Terkait polemik ini, PDIP menegaskan bahwa pemecatan Tia bukan terkait kritik tersebut, melainkan karena sengketa internal partai terkait penghitungan suara.
Karena itu, PDIP menganggap pergantian tersebut sesuai prosedur.
PDIP pun beralasan, pada Mei 2024 lalu, Tia dan Bonnie berselisih di Bawaslu Banten.
Bonnie mencurigai adanya penggelembungan suara yang dilakukan oleh delapan Panitia Pemilihan Kecamatan (PPK) di wilayah Lebak dan Pandeglang.
Dugaan ini timbul setelah Bonnie mencermati proses penghitungan suara di daerah tersebut.
Bawaslu Banten akhirnya memutuskan bahwa sejumlah anggota PPK yang dituduh oleh Bonnie terbukti melanggar tata cara, prosedur, serta mekanisme rekapitulasi hasil penghitungan suara di tingkat kecamatan hingga kabupaten/kota.

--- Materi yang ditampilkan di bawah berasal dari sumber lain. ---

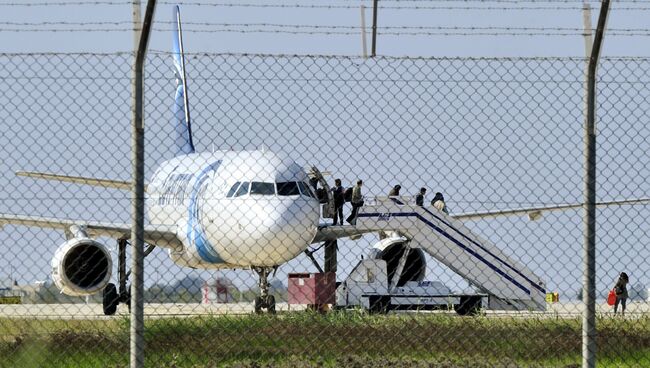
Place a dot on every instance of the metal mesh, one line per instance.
(491, 135)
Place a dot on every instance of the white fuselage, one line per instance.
(234, 209)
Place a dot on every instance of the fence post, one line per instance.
(137, 188)
(589, 249)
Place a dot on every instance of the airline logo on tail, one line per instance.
(182, 121)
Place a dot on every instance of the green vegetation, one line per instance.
(336, 339)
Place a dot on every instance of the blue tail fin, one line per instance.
(181, 106)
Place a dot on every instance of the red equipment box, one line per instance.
(312, 288)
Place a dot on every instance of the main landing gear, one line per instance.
(264, 301)
(113, 295)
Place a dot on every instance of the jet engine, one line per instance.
(81, 266)
(391, 250)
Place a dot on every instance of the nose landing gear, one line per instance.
(264, 301)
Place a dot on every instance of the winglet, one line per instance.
(182, 121)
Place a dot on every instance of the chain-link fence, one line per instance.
(469, 281)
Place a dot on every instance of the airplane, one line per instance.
(212, 210)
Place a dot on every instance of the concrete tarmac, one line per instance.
(153, 310)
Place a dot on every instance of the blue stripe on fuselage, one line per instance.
(195, 232)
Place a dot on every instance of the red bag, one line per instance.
(611, 298)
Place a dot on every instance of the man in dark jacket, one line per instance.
(339, 199)
(419, 198)
(621, 292)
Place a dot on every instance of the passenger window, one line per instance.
(288, 188)
(243, 189)
(260, 188)
(306, 191)
(233, 189)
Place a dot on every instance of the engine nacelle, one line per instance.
(81, 266)
(391, 250)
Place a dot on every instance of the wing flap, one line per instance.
(163, 236)
(536, 212)
(104, 183)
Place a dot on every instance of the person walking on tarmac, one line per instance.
(621, 292)
(357, 201)
(419, 198)
(339, 199)
(438, 202)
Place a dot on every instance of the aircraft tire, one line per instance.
(469, 306)
(110, 299)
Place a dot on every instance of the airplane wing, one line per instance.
(104, 183)
(163, 236)
(535, 213)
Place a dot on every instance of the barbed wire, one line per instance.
(347, 6)
(385, 31)
(324, 26)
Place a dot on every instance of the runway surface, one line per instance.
(94, 311)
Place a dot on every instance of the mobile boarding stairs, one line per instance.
(507, 284)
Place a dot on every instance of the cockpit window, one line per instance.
(262, 188)
(243, 189)
(233, 189)
(306, 191)
(288, 188)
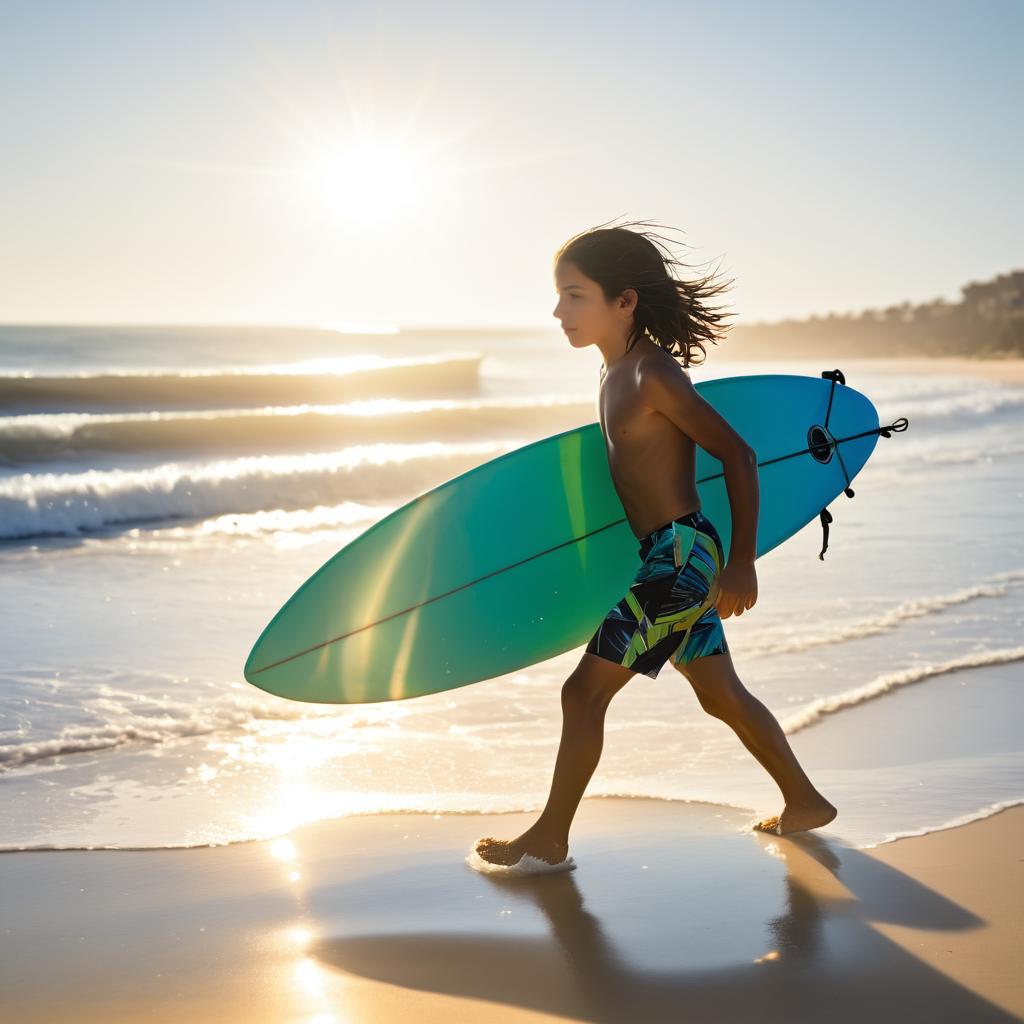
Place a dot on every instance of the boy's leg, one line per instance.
(722, 694)
(585, 697)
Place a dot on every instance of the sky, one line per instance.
(348, 164)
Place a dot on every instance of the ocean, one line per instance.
(163, 491)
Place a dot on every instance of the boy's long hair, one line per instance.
(671, 311)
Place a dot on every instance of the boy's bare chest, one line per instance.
(626, 420)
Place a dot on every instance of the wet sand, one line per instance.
(676, 912)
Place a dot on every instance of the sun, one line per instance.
(369, 181)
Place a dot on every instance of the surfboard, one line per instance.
(519, 559)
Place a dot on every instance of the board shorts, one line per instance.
(668, 610)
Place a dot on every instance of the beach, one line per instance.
(178, 844)
(675, 911)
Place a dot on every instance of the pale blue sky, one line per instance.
(171, 162)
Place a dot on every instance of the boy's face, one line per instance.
(582, 309)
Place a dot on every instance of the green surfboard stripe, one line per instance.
(519, 559)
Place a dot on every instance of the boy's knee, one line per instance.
(581, 696)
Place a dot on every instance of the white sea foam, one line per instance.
(891, 619)
(817, 710)
(50, 504)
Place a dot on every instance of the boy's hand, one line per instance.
(735, 589)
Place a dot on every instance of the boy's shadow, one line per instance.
(815, 957)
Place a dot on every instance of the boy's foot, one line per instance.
(799, 817)
(499, 851)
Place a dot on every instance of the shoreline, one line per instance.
(379, 918)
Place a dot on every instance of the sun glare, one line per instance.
(369, 181)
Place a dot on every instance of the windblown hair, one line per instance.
(673, 312)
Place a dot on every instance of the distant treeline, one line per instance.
(988, 321)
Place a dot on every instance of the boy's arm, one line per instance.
(669, 390)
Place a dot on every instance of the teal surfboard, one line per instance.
(520, 558)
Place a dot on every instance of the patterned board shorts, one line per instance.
(668, 610)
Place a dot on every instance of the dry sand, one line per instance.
(676, 912)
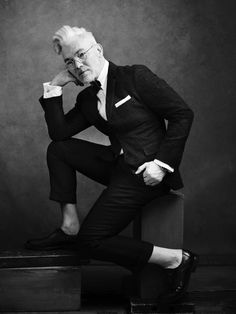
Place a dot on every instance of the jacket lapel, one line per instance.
(111, 82)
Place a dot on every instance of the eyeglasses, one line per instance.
(79, 56)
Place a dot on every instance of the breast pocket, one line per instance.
(128, 114)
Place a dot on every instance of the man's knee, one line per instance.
(57, 148)
(89, 242)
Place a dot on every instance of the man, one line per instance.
(129, 104)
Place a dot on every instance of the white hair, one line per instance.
(66, 33)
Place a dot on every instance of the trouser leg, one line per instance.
(113, 211)
(64, 158)
(125, 195)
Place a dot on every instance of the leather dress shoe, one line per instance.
(58, 239)
(179, 277)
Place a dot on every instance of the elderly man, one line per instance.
(129, 104)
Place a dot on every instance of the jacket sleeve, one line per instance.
(167, 104)
(62, 126)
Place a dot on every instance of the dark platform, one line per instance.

Atas dasar putusan tersebut, Bonnie membawa permasalahannya ke Mahkamah Partai PDIP karena ia merasa telah terjadi pergeseran suara yang merugikan.
Djarot Saiful Hidayat, Ketua DPP PDIP Bidang Ideologi dan Kaderisasi, mengonfirmasi bahwa Tia diduga terlibat dalam sengketa internal partai terkait perolehan suara di Dapil.
Masalah sengketa di internal pun sudah diselesaikan di tubuh partai berlogo moncong putih tersebut.
"Kalau ada perselisihan hasil suara di antara kader internal partai, itu, kan, diselesaikan di partai. Sudah ada gugatan, ada laporan tentang perselisihan perolehan suara,” kata Djarot
Walau demikian, tidak sedikit pihak yang memandang langkah ini sebagai langkah yang tidak demokratis.
Bahkan menganggap kasus ini sebagai potret buram demokrasi di Indonesia, di mana partai politik kerap kali terlihat lebih fokus pada kepentingan internal daripada memperjuangkan suara rakyat.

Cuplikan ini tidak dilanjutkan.